Mail Tribune 100
March 3, 1915
Another special venire, the fourth, was ordered drawn by Judge F.M. Calkins of the circuit court this morning to fill the jury box in the Loris Martin trial. The state has exhausted all its pre-emptories, and the defense all but two. It is expected that a full jury will be secured this afternoon, and the taking of testimony in the case begun in the morning.
Eleven men sit in the jury box, but three or four of these face excusement. The court this morning instructed the jury to refrain from reading any local paper during their period of service, and any outside article bearing reference to the trial in progress. The court's remarks followed a motion of the attorney for the defense that the jurors be re-examined, for fear prejudice has been caused as the result of an article appearing in the Morning Sun headed "Tamper With Loris Martin Jurymen." This article brought a rebuke from the court.
A large percentage of the jurors excused from service said they had fixed opinions, formed by reading newspaper articles of the crime. George B. Carpenter, a special venireman under examination, said that he had formed a fixed opinion from hearing a discussion of the case by both the prosecutor and Attorney Reames. He qualified his statement by saying that he had requested the opinions of the two lawyers and had a knowledge of both sides of the issue. The eight special veniremen drawn Tuesday afternoon were exhausted in an hour. But one additional man was secured. Most of those called were business men of this city.

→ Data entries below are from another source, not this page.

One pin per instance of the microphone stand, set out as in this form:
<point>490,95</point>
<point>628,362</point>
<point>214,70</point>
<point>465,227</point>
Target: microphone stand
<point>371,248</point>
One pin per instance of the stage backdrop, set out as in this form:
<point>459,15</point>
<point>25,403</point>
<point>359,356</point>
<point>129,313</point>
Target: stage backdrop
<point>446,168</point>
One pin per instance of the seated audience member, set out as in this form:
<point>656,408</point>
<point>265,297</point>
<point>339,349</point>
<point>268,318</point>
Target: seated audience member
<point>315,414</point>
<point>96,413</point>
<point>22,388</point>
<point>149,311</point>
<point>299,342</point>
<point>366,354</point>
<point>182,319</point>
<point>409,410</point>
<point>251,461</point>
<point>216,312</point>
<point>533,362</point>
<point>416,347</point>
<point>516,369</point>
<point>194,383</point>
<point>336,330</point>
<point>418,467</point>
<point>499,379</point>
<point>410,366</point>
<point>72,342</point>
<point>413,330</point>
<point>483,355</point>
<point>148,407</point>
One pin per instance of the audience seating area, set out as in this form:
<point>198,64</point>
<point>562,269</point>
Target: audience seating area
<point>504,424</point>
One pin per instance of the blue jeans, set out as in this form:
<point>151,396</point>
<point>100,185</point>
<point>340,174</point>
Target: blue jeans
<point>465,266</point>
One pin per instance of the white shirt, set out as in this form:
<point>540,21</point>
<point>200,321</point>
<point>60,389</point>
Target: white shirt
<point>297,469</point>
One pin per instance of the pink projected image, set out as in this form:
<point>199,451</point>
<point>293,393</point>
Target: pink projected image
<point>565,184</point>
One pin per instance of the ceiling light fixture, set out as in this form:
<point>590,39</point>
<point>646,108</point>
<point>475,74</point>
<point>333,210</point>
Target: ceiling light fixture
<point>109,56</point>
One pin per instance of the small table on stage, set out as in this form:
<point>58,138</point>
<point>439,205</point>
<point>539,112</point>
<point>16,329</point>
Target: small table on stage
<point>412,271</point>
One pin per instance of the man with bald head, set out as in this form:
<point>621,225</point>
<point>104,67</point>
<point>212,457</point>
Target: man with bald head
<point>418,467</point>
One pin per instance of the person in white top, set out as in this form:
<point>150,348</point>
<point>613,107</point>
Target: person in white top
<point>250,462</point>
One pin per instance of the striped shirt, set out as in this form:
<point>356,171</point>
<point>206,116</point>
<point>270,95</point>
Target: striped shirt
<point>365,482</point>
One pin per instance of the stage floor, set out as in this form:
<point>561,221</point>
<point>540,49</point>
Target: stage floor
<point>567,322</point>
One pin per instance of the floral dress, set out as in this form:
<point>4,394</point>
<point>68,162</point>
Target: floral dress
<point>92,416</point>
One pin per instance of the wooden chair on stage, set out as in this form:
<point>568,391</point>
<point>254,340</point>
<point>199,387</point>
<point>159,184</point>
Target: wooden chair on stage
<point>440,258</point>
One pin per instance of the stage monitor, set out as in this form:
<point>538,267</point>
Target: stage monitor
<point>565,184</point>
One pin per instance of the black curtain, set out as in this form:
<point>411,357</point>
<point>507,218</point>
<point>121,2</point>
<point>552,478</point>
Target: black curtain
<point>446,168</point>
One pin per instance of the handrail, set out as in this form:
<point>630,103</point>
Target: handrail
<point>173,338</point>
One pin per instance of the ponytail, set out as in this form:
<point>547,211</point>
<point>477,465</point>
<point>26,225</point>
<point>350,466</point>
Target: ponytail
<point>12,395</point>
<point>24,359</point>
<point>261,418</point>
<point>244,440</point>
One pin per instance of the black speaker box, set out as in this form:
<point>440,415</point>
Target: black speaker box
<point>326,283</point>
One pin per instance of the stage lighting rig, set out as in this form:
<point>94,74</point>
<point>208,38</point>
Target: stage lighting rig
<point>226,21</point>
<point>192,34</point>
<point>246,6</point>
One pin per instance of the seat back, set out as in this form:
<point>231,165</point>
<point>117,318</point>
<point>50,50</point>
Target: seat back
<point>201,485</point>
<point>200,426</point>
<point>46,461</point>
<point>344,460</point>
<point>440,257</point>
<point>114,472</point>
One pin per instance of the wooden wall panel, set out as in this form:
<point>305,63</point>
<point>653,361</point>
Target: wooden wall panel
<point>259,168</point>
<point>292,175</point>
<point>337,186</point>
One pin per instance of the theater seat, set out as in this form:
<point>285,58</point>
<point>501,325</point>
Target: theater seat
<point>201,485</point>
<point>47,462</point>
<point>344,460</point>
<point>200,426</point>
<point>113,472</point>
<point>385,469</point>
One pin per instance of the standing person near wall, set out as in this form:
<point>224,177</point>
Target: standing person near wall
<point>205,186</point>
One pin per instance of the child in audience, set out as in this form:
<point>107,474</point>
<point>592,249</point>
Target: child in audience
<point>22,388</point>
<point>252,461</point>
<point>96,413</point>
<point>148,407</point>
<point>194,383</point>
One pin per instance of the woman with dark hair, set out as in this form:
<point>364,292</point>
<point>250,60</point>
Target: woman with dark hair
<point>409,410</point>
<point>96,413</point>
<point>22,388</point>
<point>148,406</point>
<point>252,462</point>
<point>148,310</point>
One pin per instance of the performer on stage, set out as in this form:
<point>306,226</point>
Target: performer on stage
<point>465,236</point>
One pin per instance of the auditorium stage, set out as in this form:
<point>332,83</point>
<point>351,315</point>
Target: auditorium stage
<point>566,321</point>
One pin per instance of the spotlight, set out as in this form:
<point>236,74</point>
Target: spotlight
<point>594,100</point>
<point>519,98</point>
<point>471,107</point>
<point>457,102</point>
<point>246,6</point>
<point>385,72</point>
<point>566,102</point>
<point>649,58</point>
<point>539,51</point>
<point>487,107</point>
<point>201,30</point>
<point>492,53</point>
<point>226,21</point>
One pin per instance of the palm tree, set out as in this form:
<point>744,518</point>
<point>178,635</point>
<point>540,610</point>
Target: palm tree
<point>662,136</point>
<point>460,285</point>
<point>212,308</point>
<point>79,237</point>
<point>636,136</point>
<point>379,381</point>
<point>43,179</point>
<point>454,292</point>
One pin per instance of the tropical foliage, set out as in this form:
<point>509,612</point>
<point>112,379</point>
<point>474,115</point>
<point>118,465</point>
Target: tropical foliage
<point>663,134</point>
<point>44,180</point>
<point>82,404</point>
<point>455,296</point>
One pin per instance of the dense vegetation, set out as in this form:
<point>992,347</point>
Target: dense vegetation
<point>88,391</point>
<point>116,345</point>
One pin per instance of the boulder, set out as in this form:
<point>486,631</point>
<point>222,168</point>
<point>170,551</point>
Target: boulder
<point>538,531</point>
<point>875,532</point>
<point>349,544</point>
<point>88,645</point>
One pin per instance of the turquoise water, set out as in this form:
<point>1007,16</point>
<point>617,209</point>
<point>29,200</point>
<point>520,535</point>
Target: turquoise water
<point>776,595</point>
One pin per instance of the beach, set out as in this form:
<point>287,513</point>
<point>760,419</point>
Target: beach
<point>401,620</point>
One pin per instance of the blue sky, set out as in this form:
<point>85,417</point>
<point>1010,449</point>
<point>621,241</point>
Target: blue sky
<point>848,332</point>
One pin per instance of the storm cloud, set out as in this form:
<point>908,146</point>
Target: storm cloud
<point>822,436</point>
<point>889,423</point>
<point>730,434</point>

During the morning session the court was compelled to caution the crowd against restlessness, most of those present being prospective jurors and witnesses. Over 70 witnesses will be called. Many of these are from the Trail district, and after the adjournment of court visited Martin in the county jail. Among the number were his mother, sister and other relatives.
Martin appeared in court in his shirt sleeves, wearing a pair of blue overalls showing the effect of wear, and heavy mountain shoes. He was garbed almost as he would have been were he in the mountains. When brought to the county jail the day after the crime, he wore his Sunday clothes.